Coming in V2

Your AI, Your Machine.
No internet. No subscription. No compromises.

GrimoireScribe will ship with a purpose-built 4.5 GB writing model that runs entirely on your hardware. Built on an 18-trillion-token foundation, sharpened for creative fiction, then refined with 1,500 hand-crafted examples from every GrimoireScribe preset. This is not a generic chatbot stuffed into a writing app. This is a model built for novelists.

V2 feature. Included in all V1 licenses at no extra cost.
Three Layers Deep

Built on giants. Sharpened for fiction. Refined for you.

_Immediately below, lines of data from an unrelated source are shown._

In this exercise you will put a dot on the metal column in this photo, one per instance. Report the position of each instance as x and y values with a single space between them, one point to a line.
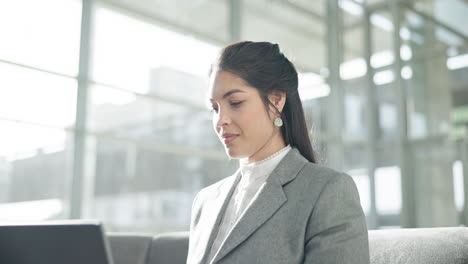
335 101
408 214
78 179
372 121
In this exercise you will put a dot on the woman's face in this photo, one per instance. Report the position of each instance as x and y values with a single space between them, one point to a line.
239 111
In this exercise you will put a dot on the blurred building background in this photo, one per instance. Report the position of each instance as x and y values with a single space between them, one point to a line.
104 111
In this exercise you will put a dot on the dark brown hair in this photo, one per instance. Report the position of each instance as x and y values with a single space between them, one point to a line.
263 66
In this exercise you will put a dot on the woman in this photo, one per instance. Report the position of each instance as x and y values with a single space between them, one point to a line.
279 206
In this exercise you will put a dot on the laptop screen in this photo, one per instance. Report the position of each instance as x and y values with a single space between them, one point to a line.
60 242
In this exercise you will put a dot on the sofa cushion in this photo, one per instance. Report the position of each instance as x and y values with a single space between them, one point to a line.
419 245
169 248
129 248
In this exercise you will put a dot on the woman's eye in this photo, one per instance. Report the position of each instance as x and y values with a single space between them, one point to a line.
236 103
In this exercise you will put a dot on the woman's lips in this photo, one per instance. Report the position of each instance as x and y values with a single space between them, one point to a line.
229 139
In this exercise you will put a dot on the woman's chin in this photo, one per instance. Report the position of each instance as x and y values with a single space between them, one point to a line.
232 152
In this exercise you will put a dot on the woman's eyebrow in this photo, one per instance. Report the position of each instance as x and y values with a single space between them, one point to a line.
230 92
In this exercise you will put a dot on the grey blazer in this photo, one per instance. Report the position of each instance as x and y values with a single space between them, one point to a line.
304 213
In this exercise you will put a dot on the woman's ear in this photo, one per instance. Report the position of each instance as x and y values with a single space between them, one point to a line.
278 99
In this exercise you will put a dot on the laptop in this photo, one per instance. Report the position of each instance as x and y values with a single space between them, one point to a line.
54 242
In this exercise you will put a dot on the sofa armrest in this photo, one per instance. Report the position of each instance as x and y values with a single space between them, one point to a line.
129 248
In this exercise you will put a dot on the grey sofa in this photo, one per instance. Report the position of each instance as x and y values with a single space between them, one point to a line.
410 246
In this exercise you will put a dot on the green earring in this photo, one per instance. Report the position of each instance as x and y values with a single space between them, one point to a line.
278 121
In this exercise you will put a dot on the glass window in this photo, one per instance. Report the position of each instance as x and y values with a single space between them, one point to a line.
37 97
34 170
43 34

Our model is not trained from scratch. It stands on top of two powerful existing layers, then adds a third that is entirely ours.

1 Foundation

Qwen2.5-7B

Alibaba's Qwen2.5 is a 7-billion-parameter model pre-trained on 18 trillion tokens of web text, books, code, and academic papers across 29+ languages. That is over twice the training data of its predecessor. It outperforms both Llama 3.1-8B and Gemma 2-9B across standard benchmarks. This gives our model its raw intelligence, reasoning, and language understanding.

2 Creative Unlock

EVA Fine-Tune

EVA-UNIT-01 took that foundation and performed a full-parameter fine-tune using the Celeste data mixture: 70% creative writing and fiction, 30% instruction-following. This is what unlocked the model for uncensored creative prose, character voice, and long-form narrative. EVA turns a general-purpose model into a fiction writer.

3 Craft Refinement

GrimoireScribe

Our layer. We fine-tune EVA further with 1,000+ curated literary works and 1,500 hand-crafted Golden Examples built from every GrimoireScribe writing preset. This is where the model learns our specific craft philosophy: show don't tell, subtext-driven dialogue, preset-native style. We train at Q5 precision for maximum quality, then quantize to Q4 for the ~4.5 GB file you download.

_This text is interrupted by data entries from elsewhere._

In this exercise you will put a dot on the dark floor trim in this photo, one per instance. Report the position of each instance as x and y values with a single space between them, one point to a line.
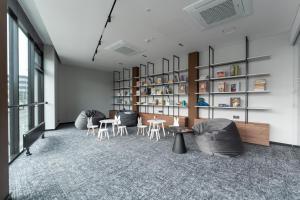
8 197
283 144
16 156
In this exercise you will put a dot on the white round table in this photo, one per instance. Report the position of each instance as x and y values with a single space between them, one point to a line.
156 122
108 121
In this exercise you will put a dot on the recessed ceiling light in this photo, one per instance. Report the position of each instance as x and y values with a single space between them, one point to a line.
229 30
148 40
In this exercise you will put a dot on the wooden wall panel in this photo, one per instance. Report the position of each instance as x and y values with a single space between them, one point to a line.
3 104
254 133
193 61
135 73
183 121
112 114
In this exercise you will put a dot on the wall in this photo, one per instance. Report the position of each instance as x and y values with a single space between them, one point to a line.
280 83
297 90
3 105
50 81
80 89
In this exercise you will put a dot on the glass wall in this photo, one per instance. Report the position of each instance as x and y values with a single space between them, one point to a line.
25 85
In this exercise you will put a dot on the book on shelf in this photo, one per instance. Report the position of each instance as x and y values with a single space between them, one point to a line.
158 80
203 86
235 70
150 81
119 101
260 85
168 90
221 74
181 89
235 101
235 87
138 83
222 87
176 78
182 78
203 77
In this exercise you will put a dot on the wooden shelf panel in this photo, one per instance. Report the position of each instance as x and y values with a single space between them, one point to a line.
235 108
251 59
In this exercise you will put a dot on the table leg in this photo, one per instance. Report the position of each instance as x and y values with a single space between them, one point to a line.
149 130
113 128
162 126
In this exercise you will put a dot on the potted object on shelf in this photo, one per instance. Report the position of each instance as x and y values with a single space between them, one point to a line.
201 102
235 70
222 87
260 85
221 74
235 102
235 87
203 88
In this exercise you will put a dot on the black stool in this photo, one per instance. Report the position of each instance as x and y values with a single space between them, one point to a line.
179 144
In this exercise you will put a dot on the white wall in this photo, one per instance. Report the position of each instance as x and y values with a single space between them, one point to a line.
50 81
297 90
80 89
280 83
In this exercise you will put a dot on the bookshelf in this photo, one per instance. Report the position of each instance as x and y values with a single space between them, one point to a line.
211 80
161 90
122 96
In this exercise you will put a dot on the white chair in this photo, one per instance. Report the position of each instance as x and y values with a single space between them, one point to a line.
141 127
103 132
121 129
175 124
155 132
91 127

The result: a compact model that carries 18 trillion tokens of general knowledge, creative fiction instincts from the Celeste mixture, and GrimoireScribe's specific writing craft baked into its weights. It will download once through the app, then live on your machine permanently. No internet required. No subscription. No cloud calls.

Context window: 128,000 tokens, roughly 96,000 words. For most novels, that means the model can read your entire manuscript in a single pass.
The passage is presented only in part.